The allowed actions are replacing a terminal symbol from the list by a token, or a non-terminal by one of its alternates.
Successful termination happens when the list matches the input.
Unsuccessful termination is when the list consists only of tokens, and so no further actions are possible, but the list does not match the input.
As usual, an unsuccessful termination just means that the particular choices of actions in this computational path did not succeed. Some other set of choices might.
As with the puzzle example, it’s possible, and useful, to restrict the allowed actions in such a way that if the original problem is solvable then so is the restricted one. In this case we can do this by insisting that expansion is only applied to the first symbol in the list. Using the last would work equally well, but we’ll use the first.
As an example, consider the following grammar for the language of balanced parentheses.
ok : | "(" ok ")" okand the input “(()())”. This has balanced parentheses and so should be recognised. The full tree is infinite, so we’ll have to examine it in parts.

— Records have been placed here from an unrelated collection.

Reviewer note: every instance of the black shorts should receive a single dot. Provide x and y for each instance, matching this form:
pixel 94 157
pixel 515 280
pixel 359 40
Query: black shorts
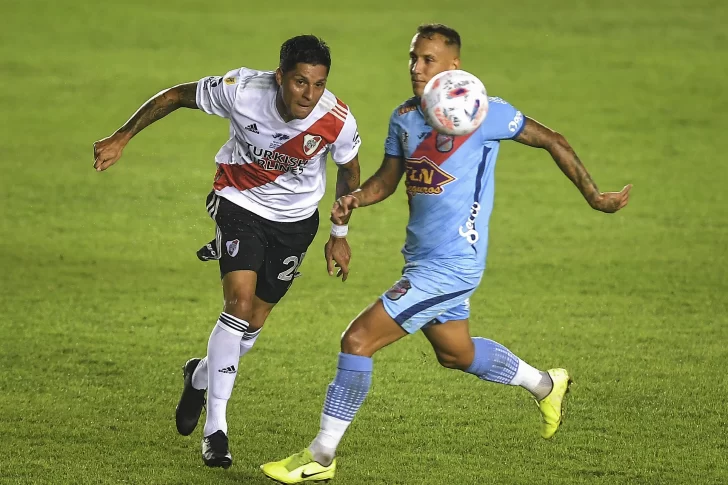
pixel 274 250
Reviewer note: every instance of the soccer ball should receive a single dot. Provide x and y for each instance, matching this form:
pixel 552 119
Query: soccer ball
pixel 454 103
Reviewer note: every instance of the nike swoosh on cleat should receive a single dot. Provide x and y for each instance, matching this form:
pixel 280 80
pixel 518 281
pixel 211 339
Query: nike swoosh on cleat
pixel 309 475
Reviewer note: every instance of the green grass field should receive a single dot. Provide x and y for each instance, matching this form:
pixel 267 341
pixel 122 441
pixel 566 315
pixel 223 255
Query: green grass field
pixel 102 299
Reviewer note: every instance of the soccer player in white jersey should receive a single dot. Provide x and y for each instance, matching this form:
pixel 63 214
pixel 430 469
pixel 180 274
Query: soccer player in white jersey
pixel 449 184
pixel 270 178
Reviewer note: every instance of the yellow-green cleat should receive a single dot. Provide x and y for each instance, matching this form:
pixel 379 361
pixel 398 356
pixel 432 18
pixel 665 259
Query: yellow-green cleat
pixel 299 468
pixel 552 405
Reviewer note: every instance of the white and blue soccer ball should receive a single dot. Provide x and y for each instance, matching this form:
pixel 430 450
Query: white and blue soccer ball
pixel 454 103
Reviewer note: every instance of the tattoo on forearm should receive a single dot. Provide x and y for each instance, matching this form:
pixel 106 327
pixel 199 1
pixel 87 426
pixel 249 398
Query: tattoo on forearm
pixel 160 106
pixel 372 190
pixel 347 181
pixel 537 135
pixel 569 163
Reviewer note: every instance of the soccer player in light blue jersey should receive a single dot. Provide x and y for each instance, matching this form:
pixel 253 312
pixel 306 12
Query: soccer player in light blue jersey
pixel 450 183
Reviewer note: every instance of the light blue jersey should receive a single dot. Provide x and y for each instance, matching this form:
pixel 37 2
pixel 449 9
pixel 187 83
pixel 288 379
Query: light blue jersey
pixel 450 187
pixel 449 181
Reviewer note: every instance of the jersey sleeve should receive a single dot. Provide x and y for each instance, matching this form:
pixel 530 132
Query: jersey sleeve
pixel 392 146
pixel 216 94
pixel 346 146
pixel 503 121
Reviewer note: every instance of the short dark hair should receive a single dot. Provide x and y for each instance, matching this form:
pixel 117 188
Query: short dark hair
pixel 451 35
pixel 307 49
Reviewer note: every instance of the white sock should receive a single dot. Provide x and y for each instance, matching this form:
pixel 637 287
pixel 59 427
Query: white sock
pixel 223 355
pixel 199 377
pixel 533 380
pixel 323 447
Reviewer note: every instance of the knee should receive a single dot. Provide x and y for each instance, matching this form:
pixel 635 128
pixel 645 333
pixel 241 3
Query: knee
pixel 258 317
pixel 356 342
pixel 450 361
pixel 240 306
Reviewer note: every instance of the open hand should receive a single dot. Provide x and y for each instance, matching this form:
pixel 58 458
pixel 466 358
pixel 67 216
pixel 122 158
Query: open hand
pixel 108 151
pixel 338 255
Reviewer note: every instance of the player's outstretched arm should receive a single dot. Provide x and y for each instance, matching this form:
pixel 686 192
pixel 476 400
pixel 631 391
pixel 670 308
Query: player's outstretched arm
pixel 348 178
pixel 537 135
pixel 108 150
pixel 377 188
pixel 337 251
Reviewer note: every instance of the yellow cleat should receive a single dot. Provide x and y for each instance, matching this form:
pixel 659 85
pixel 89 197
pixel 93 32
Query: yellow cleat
pixel 299 468
pixel 552 405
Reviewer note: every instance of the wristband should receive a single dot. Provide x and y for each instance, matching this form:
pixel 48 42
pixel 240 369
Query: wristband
pixel 339 231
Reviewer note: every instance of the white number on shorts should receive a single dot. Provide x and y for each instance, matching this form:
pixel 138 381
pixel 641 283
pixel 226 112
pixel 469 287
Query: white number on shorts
pixel 292 271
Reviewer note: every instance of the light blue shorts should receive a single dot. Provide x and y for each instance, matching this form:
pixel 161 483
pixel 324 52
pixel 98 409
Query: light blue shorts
pixel 431 292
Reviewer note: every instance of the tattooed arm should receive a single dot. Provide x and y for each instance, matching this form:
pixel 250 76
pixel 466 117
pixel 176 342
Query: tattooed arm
pixel 337 251
pixel 537 135
pixel 347 180
pixel 377 188
pixel 108 150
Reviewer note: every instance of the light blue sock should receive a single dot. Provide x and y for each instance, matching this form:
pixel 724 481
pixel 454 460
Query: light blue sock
pixel 350 386
pixel 493 362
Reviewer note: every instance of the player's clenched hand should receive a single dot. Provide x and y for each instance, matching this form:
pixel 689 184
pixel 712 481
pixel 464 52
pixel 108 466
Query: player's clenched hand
pixel 338 255
pixel 107 151
pixel 612 201
pixel 342 209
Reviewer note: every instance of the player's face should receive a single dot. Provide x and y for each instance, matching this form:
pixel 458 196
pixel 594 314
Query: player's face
pixel 301 89
pixel 429 57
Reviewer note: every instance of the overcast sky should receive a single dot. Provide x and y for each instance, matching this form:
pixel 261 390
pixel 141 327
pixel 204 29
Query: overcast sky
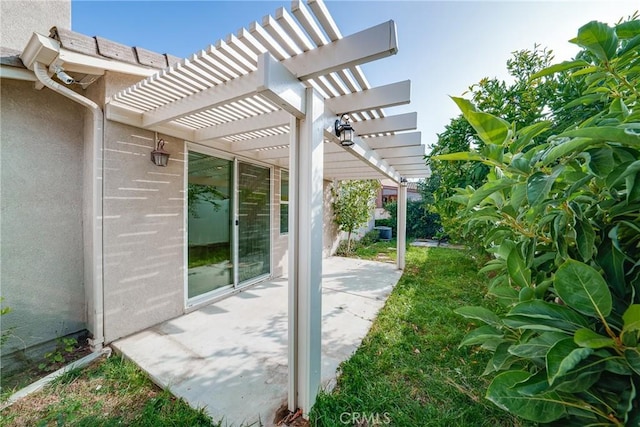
pixel 444 46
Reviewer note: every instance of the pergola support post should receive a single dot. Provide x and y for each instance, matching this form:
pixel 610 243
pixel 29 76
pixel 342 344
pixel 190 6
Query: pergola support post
pixel 305 254
pixel 402 225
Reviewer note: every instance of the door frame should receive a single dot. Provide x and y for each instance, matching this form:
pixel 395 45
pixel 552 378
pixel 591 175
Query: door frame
pixel 191 304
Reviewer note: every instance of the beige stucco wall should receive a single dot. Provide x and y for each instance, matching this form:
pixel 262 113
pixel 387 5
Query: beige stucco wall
pixel 41 257
pixel 21 18
pixel 279 241
pixel 331 233
pixel 143 228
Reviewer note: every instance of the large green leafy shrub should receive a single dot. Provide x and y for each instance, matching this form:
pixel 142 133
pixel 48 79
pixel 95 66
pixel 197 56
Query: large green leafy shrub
pixel 561 217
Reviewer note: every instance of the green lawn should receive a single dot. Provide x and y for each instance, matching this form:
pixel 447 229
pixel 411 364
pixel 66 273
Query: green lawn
pixel 409 370
pixel 111 392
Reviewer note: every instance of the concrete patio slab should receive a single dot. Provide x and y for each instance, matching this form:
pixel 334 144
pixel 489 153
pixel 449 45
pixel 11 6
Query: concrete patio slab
pixel 231 356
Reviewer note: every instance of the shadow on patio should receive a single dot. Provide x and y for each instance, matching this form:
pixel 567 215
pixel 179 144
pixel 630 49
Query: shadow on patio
pixel 231 356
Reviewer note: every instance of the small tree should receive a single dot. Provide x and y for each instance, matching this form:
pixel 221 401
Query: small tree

The first figure shows the possible states after four steps, and the
computational paths which lead to each one. In this case there are only
two possible expansions of ok, the only nonterminal symbol,
so we have a binary tree, i.e. one where each node has at most two
children. There are two cases where there are no children, the strings
“” and “()”, which represent unsuccessful terminations, since neither of
them is our input string. We could continue, but the tree is growing
exponentially and some pruning is advisable. We can notice, for example,
that proceeding from the root and following the right branch and then
the left leads us to “()ok”. This computation is doomed. No matter what
choices we make from this point on we can only get strings starting with
“()”, which can never match the given input “(()())”. So we can ignore
that branch. We can, of course, also ignore the original left branch,
which terminated unsuccessfully immediately. So the only computational
paths which are potentially relevant are those which start by going
right, and then right again. If we go right one more time though then we
reach “(((ok)ok)ok)ok”. Any possible continuation from here will lead to
a string starting with “(((”, which also cannot match our input. So we
need only consider the part of the tree where we choose right, right and
left initially, leading to “(()ok)ok)”. The next diagram shows the part
of the tree starting from that node.
In this new diagram we see another unsuccessful termination, for the branch ending in “(())”. If fact the whole left branch is doomed, since it can only generate strings starting with “(())”, as is the the right subbranch of the right branch, since it can only generate strings starting with “(()((”. We can therefore restrict our attention to the part of the tree from the left subbranch of the right branch, starting from the state “(()()ok)ok”, which is shown in the next diagram.
On the far left of that diagram we see the string “(()())”, which matches our input string, so this computational path succeeds and the string is recognised.
A single successful computational path is enough so we don’t need to worry about what would happen to any of the computations which have not terminated, although it turns out none of them would be successful.
I’ve described this as a recogniser, but it’s not too difficult to turn it into a parser. The only change which is needed is to keep track of the computational path which led us to each state, since this contains the information about how each symbol was expanded, which is all we need in order to construct a parse tree.
What would have happened if the input string was invalid, i.e. did not have balanced parentheses? This depends on whether we prune the tree systematically as in the example above. If we do then eventually all computational paths will terminate unsuccessfully. If we don’t then the computation will simply run forever. For valid inputs pruning makes the algorithm more efficient, and certainly easier to produce diagrams for, but isn’t essential for it to recognise the input as valid.
In our example the tree was a binary tree. This happened for two reasons. First, all of our non-terminal symbols, of which in fact there was only one, had more than two alternates. Second, none of our nonterminal symbols, which were “(” and “)” had more than one token belonging to it. In fact they each had only one, but we would still have got a binary tree even if they’d had two.
If we consider other grammars the number of alternates for a non-terminal may be larger than two, but it will always be finite. The number of tokens belonging to a symbol could be infinite though, in which case we will have nodes with infinitely many children. We’ll see how to deal with this later.